Child-development experts are also concerned that voice assistants can hinder children’s problem-solving and critical-thinking skills. If children are over-reliant on voice commands for simple tasks, they might struggle with more complex situations that require more independent decision-making. There are also concerns that excessive use of voice assistants may reduce children’s opportunities to engage in face-to-face interactions with peers and adults, affecting their social skills and emotional intelligence.

It’s possible, too, that voice assistants might provide inaccurate responses to children’s queries, leading to misconceptions or exposure to inappropriate content.

Do we risk becoming artificial in our human interactions? As technology becomes more ‘human’, do we become less human?

Sherry Turkle, author of Reclaiming Conversation: The Power of Talk in a Digital Age, says: “What we forget when we talk to machines is what is special about being human. We forget what it means to have an authentic conversation. Machines are programmed to have conversations ‘as if’ they understood what the conversation is about. So, when we talk to them, we, too, are reduced and confined to the ‘as if’.”

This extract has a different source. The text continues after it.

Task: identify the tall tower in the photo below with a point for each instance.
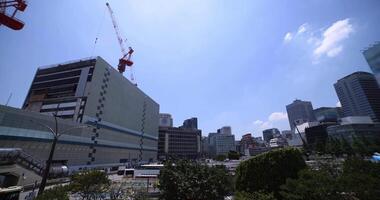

New technologies allow us to “dial down” human contact, Tuckle says, and that communicating with machines has a more significant impact on children than on adults, due to their influence in the formative years of childhood.

“As adults, we can develop and change our opinions. In childhood, we establish the truth of our hearts,” she says.

AI legislation

The European Parliament passed its landmark AI Act last week. This act is expected to become law in May and will be enforced gradually over the next two years.

This legislation will not affect voice assistants and chatbots. However, it will ban specific high-level artificial-intelligence systems that infringe on people’s rights, like biometric categorisation, emotion recognition in schools or the workplace, predictive policing, or any AI that manipulates human behaviour or exploits vulnerable people.

While these events might sound like a science-fiction movie, emotional-recognition AI software is being used in many schools in Hong Kong.

It measures muscle points on students’ faces while they study and it identifies emotions, including happiness, sadness, anger, surprise, and fear. There is no suggestion that these technologies will be used here, but developments are moving at such a pace that it may be a matter of time. So, what can be done at a local level to ensure that our children, who are growing up during the AI experiment, are not missing out on important social or emotional opportunities for learning?

If the progress of AI and other smart technologies comes at the cost of learning interpersonal skills, like empathy, critical thinking, and decision-making, then families and communities need to address this deficit.

Parents also need to be aware of the effects of ‘technoference’, or the interruptions in interpersonal communication caused by the attention paid to personal technological devices.

At a recent webinar organised by the Psychological Society of Ireland, guest speaker Miriam McCaleb, a PhD candidate at the University of Canterbury, said that technoference is rife in families worldwide and threatens the interaction between parents and children. “Smartphones are brilliant for communicating around the world, but not so much for communicating around the kitchen table,” McCaleb said.

AI technologies have made our lives more convenient, but the subtle skills of human interaction should not be overlooked. While it is practical to manage our banking and utilities with apps, algorithms and bots, there will always be a need to make a phone call, and have a conversation with another human.

In the name of progress and convenience, we must ensure our children are not lagging behind in critical interpersonal skill sets. They need to be comfortable with human-to-human communication.